Marine Le Pen n’a pas besoin d’être stratège. Encore moins de hausser son niveau de jeu politique dans une France engluée dans une crise politique sans précédent depuis l’instauration de la Ve République, en 1958. La cheffe du Rassemblement national (droite nationale populiste), actuellement patronne du groupe des députés RN à l’Assemblée, a juste à recueillir le fruit des erreurs à répétition de celui qui l’avait ridiculisé lors de leur premier débat télévisé, le 4 mai 2017. Acculée à s’expliquer sur l’abandon de la monnaie unique qu’elle préconisait alors, la candidate du Front national (rebaptisé en 2018) avait sombré dans d’étranges mimiques. Une exécution politique en règle, devant des dizaines de millions de Français.
Désastre télévisuel en direct
Huit ans après ce désastre télévisuel en direct, les rôles sont renversés. Marine Le Pen, désormais calée dans son rôle de défenseure des institutions, se contente d’égrener les deux seuls scénarios démocratiques, selon elle, pour éviter la crise régime. Soit une nouvelle dissolution de l’Assemblée nationale, assurée selon les sondages de propulser son parti vers une possible majorité absolue de députés. Soit une démission d’Emmanuel Macron qui, toujours selon les sondages, la placerait largement en tête du premier tour de la prochaine présidentielle. L’affaire est donc entendue: l’héritière du clan Le Pen, longtemps réputée pour ses lacunes, voire son incompétence, est prête à endosser le costume de chef de l’Etat. Avec, en plus, l’avantage de disposer, avec Jordan Bardella, d’un numéro deux populaire au sein de la jeunesse et politiquement choyé par les milieux d’affaires, hérissés par les promesses sociales de sa cheffe.
Lointains souvenirs de 2017 et 2022
Emmanuel Macron est responsable de cette transformation. Ses deux victoires consécutives, démocratiquement incontestables, sur Marine Le Pen, ne sont plus que de lointains souvenirs. Une grande partie de l’opinion publique retient juste l’image d’un pays fragilisé, en panne sur le plan économique, miné par l’insécurité, sur lequel pèse la menace d’une réduction drastique (justifiée vu l’endettement national) des dépenses publiques. Plus évident encore: l’incapacité de ce président de 47 ans à donner sa chance à de nouveaux talents, et l’épuisement de son libéral-centrisme, alimente la volonté de dégagisme tous azimuts. D’autant que le dernier barrage, celui de l’Europe, a explosé avec les élections européennes de juin 2024, marquées par la progression des partis nationaux populistes proches du RN.

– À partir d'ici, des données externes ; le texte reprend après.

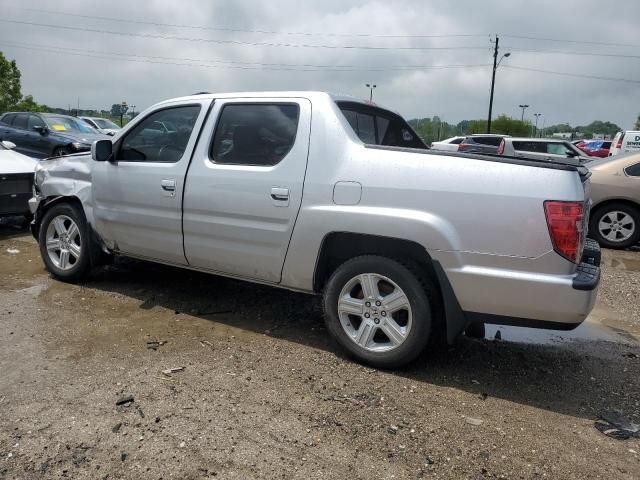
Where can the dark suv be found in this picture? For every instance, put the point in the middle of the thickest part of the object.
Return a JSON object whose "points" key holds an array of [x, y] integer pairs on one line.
{"points": [[481, 143], [47, 134]]}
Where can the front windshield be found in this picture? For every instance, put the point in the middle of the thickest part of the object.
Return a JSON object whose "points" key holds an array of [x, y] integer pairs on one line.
{"points": [[104, 123], [66, 124]]}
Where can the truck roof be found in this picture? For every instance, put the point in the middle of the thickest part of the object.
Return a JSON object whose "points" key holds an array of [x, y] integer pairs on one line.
{"points": [[311, 94]]}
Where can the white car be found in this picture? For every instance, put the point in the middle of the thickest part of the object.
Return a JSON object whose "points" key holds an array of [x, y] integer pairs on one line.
{"points": [[16, 180], [103, 125], [625, 142], [449, 145]]}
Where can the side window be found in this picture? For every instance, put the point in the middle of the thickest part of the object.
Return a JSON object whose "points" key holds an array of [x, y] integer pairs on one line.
{"points": [[34, 121], [255, 134], [160, 137], [633, 170], [8, 118], [21, 121], [528, 146]]}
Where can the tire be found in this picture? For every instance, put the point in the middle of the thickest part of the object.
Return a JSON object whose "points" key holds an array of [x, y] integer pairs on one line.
{"points": [[475, 330], [409, 319], [65, 250], [615, 225], [60, 151]]}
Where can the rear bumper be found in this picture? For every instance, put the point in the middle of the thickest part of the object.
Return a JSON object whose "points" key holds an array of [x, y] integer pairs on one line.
{"points": [[513, 297]]}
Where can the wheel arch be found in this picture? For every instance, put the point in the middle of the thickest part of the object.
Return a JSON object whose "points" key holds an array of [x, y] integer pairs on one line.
{"points": [[338, 247]]}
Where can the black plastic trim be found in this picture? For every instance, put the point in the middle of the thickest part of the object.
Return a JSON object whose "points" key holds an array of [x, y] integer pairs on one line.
{"points": [[588, 277], [551, 165], [475, 317]]}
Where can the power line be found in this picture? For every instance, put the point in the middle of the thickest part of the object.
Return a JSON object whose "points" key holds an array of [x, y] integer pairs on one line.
{"points": [[225, 64], [568, 74], [231, 42], [240, 30], [560, 40], [560, 52], [339, 67]]}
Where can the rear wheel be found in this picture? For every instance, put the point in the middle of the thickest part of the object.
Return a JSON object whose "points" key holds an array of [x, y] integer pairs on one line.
{"points": [[64, 242], [615, 225], [379, 311]]}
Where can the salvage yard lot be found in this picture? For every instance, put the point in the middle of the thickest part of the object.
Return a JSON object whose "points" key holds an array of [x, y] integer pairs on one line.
{"points": [[265, 393]]}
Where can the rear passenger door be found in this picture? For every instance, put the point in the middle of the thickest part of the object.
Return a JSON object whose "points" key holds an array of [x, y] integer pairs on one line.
{"points": [[244, 187]]}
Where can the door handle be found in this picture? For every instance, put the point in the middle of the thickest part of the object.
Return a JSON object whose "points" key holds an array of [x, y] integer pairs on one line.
{"points": [[169, 187], [280, 196]]}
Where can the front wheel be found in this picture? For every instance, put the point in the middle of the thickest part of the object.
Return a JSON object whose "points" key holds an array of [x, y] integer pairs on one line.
{"points": [[379, 311], [615, 225], [64, 242]]}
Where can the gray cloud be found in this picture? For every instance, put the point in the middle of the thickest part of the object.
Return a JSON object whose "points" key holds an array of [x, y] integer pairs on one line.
{"points": [[453, 94]]}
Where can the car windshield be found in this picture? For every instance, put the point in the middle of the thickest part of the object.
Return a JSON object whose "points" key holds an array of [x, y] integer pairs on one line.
{"points": [[66, 124], [104, 123]]}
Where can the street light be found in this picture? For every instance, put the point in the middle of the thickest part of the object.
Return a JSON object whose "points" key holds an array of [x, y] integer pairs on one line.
{"points": [[371, 86], [496, 64], [537, 115]]}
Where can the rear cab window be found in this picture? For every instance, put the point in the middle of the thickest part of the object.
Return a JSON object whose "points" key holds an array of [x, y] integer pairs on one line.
{"points": [[376, 126]]}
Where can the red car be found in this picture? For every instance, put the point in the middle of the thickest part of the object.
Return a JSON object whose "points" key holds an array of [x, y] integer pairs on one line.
{"points": [[596, 148]]}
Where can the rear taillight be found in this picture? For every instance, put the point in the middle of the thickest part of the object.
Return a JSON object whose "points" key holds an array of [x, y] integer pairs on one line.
{"points": [[566, 227]]}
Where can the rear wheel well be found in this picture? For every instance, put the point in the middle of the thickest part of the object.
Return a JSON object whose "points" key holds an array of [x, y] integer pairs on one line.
{"points": [[338, 247], [621, 201]]}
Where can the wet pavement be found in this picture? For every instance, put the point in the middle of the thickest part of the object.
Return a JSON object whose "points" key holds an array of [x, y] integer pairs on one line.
{"points": [[265, 393]]}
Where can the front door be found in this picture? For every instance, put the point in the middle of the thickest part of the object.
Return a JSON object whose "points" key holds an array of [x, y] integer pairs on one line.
{"points": [[138, 196], [244, 187]]}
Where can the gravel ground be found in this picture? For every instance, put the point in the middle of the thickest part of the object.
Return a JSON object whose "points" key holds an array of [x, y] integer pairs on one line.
{"points": [[266, 394]]}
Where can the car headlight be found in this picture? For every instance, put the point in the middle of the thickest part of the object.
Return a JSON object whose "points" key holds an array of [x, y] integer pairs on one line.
{"points": [[80, 146]]}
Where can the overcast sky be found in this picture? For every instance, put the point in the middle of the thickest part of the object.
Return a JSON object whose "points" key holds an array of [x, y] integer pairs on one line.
{"points": [[61, 65]]}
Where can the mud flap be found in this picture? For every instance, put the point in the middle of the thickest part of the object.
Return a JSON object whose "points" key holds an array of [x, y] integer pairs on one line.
{"points": [[454, 316]]}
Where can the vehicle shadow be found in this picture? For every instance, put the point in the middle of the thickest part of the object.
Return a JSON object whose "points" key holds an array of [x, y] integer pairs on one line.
{"points": [[11, 227], [572, 379]]}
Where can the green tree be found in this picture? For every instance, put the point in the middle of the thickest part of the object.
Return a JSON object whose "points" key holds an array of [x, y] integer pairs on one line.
{"points": [[10, 93]]}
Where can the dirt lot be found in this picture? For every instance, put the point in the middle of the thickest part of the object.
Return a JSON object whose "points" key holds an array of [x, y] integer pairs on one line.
{"points": [[266, 394]]}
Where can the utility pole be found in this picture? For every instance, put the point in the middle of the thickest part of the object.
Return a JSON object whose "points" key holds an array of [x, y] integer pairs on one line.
{"points": [[537, 115], [371, 86], [496, 64], [493, 82]]}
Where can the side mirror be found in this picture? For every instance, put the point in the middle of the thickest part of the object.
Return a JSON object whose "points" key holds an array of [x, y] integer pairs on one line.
{"points": [[102, 150]]}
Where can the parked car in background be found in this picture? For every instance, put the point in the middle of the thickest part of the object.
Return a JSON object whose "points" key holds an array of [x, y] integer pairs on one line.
{"points": [[596, 148], [615, 192], [16, 180], [102, 125], [625, 142], [542, 149], [448, 145], [47, 134], [408, 246], [481, 143]]}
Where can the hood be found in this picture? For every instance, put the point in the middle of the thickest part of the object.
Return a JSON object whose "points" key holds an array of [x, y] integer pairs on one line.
{"points": [[14, 162], [87, 138]]}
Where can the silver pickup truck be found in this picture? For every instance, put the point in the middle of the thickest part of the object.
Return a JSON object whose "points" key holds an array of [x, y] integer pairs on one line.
{"points": [[329, 195]]}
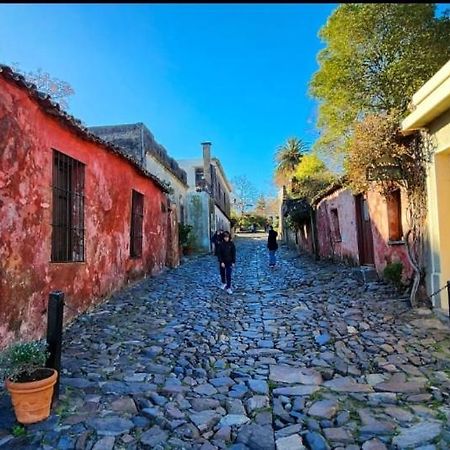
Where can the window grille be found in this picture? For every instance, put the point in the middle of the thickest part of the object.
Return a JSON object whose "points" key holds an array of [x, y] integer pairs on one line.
{"points": [[137, 219], [68, 209], [336, 227]]}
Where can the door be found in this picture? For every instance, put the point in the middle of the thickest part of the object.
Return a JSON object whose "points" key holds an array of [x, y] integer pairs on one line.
{"points": [[364, 230]]}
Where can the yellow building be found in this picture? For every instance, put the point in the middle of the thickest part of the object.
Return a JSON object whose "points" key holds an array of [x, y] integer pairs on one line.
{"points": [[431, 111]]}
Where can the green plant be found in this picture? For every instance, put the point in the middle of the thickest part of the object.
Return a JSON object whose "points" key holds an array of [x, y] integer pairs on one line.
{"points": [[22, 359], [184, 232], [18, 431], [393, 273]]}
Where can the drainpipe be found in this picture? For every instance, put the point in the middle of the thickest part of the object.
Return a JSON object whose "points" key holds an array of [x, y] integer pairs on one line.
{"points": [[314, 232]]}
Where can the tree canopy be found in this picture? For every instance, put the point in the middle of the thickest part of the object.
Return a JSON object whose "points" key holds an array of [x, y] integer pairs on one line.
{"points": [[288, 156], [376, 57], [310, 177], [244, 192]]}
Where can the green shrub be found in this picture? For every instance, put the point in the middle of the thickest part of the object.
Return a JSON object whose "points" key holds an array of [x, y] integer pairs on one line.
{"points": [[183, 234], [22, 359], [393, 273]]}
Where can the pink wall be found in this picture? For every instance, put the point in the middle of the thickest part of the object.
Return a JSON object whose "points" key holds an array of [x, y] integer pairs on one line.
{"points": [[27, 137], [347, 249], [329, 247], [384, 251]]}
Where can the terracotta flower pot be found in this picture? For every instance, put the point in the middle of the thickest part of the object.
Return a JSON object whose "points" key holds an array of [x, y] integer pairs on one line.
{"points": [[32, 400]]}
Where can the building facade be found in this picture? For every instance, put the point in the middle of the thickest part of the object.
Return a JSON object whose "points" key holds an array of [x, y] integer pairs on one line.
{"points": [[137, 140], [431, 112], [206, 175], [76, 214], [365, 230]]}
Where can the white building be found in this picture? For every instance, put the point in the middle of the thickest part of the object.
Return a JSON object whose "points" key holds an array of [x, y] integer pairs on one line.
{"points": [[137, 140], [206, 174]]}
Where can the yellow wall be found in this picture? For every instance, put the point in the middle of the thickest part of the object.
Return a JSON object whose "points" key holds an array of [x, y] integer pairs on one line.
{"points": [[431, 110], [439, 207]]}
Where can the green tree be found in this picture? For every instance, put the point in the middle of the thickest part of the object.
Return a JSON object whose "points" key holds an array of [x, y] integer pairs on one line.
{"points": [[376, 57], [309, 166], [310, 177], [244, 193], [261, 205], [288, 156]]}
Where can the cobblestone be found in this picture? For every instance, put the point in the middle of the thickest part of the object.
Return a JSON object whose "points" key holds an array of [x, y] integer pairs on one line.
{"points": [[298, 356]]}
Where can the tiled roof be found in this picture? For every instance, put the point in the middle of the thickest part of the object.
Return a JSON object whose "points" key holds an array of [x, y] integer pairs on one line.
{"points": [[75, 125]]}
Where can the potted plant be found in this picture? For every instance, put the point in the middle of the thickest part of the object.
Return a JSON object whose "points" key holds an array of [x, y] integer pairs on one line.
{"points": [[30, 383]]}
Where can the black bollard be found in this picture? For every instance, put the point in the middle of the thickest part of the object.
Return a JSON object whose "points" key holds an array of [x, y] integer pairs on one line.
{"points": [[54, 335], [448, 294]]}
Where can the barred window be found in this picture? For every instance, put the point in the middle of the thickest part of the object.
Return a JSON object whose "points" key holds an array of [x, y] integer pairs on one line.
{"points": [[137, 219], [336, 227], [68, 209]]}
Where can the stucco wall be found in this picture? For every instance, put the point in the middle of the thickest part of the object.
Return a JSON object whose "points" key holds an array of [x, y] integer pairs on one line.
{"points": [[180, 190], [27, 137], [347, 248], [221, 220], [439, 209], [199, 216], [385, 251]]}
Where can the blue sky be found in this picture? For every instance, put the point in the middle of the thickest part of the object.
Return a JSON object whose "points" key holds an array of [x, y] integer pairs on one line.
{"points": [[236, 75]]}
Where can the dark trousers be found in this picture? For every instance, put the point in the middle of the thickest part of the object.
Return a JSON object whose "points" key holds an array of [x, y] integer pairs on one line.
{"points": [[225, 274]]}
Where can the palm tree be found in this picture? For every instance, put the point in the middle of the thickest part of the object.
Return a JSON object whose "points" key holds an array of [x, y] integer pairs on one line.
{"points": [[288, 157]]}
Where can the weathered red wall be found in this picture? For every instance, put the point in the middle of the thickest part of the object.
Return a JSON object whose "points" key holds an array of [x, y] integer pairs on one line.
{"points": [[329, 247], [27, 137], [347, 250], [384, 251]]}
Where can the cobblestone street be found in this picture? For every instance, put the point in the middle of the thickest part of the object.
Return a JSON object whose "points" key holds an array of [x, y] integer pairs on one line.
{"points": [[300, 355]]}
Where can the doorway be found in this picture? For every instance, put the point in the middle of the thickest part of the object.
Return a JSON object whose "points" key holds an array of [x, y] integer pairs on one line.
{"points": [[364, 230]]}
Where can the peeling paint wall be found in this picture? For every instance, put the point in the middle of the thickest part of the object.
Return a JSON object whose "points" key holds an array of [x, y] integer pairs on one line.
{"points": [[386, 252], [27, 137], [200, 216], [345, 247]]}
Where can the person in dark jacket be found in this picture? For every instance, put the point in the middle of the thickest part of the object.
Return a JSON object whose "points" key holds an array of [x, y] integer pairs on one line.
{"points": [[215, 241], [226, 253], [272, 245]]}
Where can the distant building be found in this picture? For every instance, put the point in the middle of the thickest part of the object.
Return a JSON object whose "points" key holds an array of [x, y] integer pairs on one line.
{"points": [[209, 196], [137, 140]]}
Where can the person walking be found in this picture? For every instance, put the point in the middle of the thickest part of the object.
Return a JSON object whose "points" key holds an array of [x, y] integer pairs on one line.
{"points": [[226, 253], [215, 242], [272, 245]]}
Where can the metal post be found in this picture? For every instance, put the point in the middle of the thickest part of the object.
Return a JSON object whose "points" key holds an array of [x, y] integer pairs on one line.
{"points": [[448, 296], [54, 335]]}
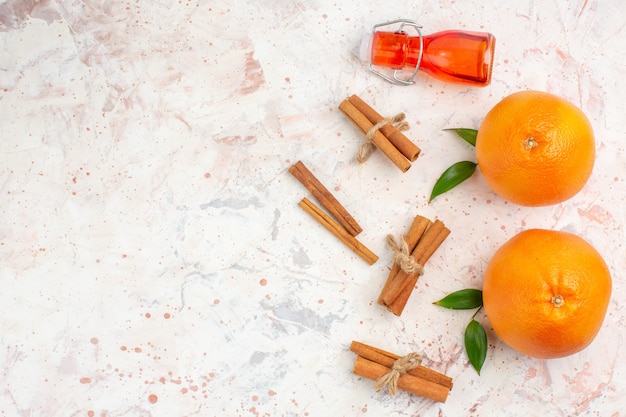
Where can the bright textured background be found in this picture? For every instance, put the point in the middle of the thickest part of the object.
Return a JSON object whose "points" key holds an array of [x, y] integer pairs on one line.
{"points": [[154, 261]]}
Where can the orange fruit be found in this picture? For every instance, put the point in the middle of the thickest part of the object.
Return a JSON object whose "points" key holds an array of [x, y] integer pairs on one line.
{"points": [[546, 293], [535, 149]]}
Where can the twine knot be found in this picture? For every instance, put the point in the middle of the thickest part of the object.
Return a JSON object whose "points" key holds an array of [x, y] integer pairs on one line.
{"points": [[367, 147], [400, 367], [402, 256]]}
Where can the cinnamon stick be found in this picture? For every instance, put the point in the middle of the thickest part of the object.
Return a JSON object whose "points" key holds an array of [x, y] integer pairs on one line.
{"points": [[393, 134], [416, 230], [399, 289], [411, 381], [325, 197], [387, 359], [364, 125], [336, 229]]}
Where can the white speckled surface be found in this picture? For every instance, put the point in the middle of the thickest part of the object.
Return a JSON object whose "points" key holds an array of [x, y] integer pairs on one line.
{"points": [[153, 258]]}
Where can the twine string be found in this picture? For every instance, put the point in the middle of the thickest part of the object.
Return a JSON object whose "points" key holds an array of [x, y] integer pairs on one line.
{"points": [[366, 149], [402, 256], [400, 367]]}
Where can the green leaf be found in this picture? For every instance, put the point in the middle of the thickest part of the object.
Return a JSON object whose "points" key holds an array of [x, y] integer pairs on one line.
{"points": [[453, 176], [468, 135], [462, 300], [476, 344]]}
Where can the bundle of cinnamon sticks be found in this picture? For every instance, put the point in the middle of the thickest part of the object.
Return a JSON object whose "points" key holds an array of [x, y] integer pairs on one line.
{"points": [[345, 227], [385, 136], [422, 240], [374, 363]]}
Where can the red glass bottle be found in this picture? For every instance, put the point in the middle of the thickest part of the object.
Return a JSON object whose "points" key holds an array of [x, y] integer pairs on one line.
{"points": [[451, 55]]}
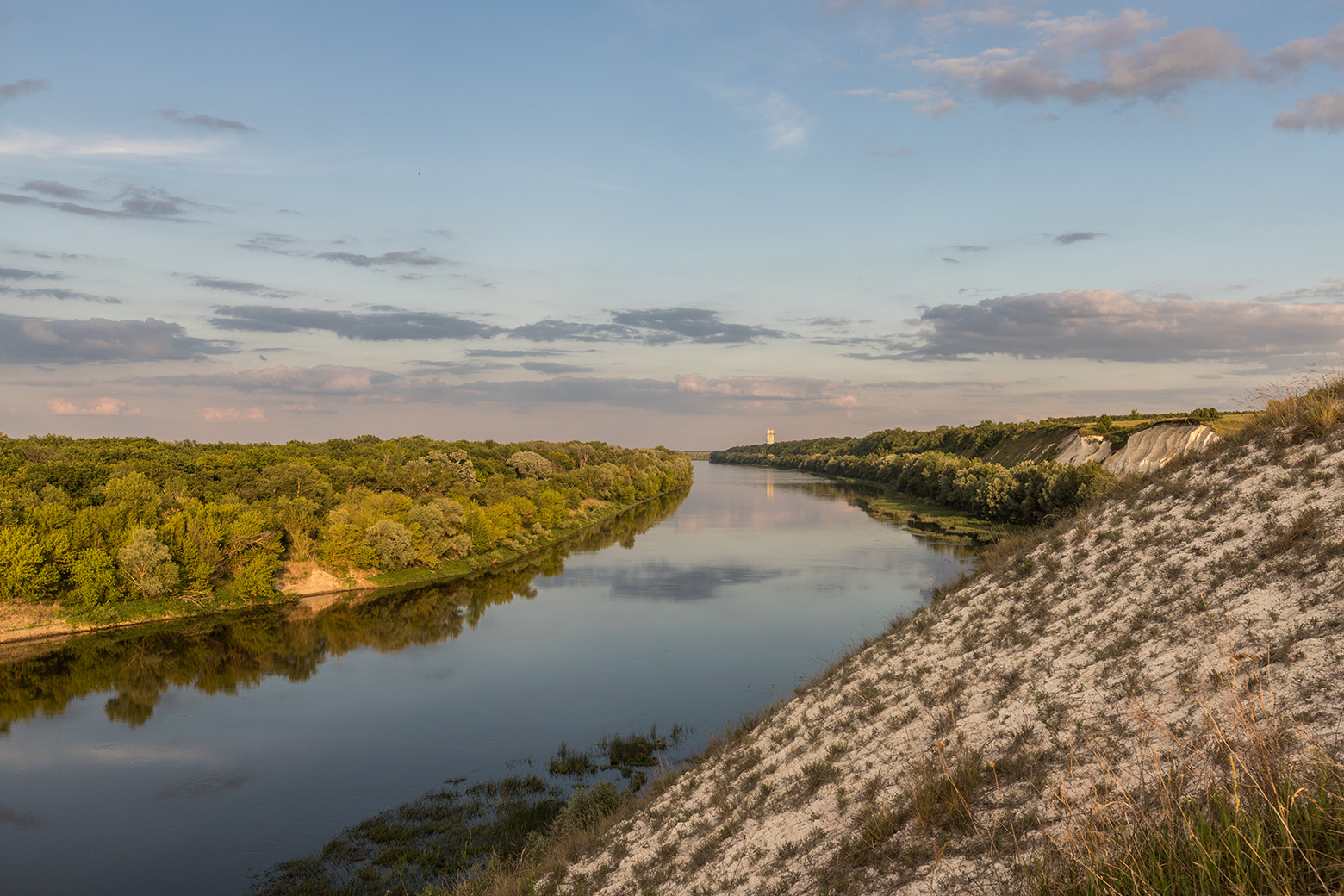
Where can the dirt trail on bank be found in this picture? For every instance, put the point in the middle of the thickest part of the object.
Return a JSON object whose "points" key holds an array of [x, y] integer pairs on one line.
{"points": [[1128, 638]]}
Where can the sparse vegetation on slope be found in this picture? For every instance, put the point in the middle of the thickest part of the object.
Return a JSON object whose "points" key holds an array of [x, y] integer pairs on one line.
{"points": [[1142, 699]]}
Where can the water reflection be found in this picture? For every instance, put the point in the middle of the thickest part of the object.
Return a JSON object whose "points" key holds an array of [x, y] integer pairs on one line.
{"points": [[227, 752], [222, 655]]}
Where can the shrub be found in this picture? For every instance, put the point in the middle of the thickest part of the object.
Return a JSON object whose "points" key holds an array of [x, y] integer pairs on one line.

Marine Le Pen n’est pas encore présidente de la République. Son parti reste ancré à l’extrême-droite. Toute une partie de l’électorat français peut encore se mobiliser pour l’empêcher d’accéder à l’Elysée. Mais imaginer que la crise actuelle ne lui profitera pas au format XXL est illusoire. Emmanuel Macron, par son comportement et ses obsessions, est devenu, de facto, son meilleur allié.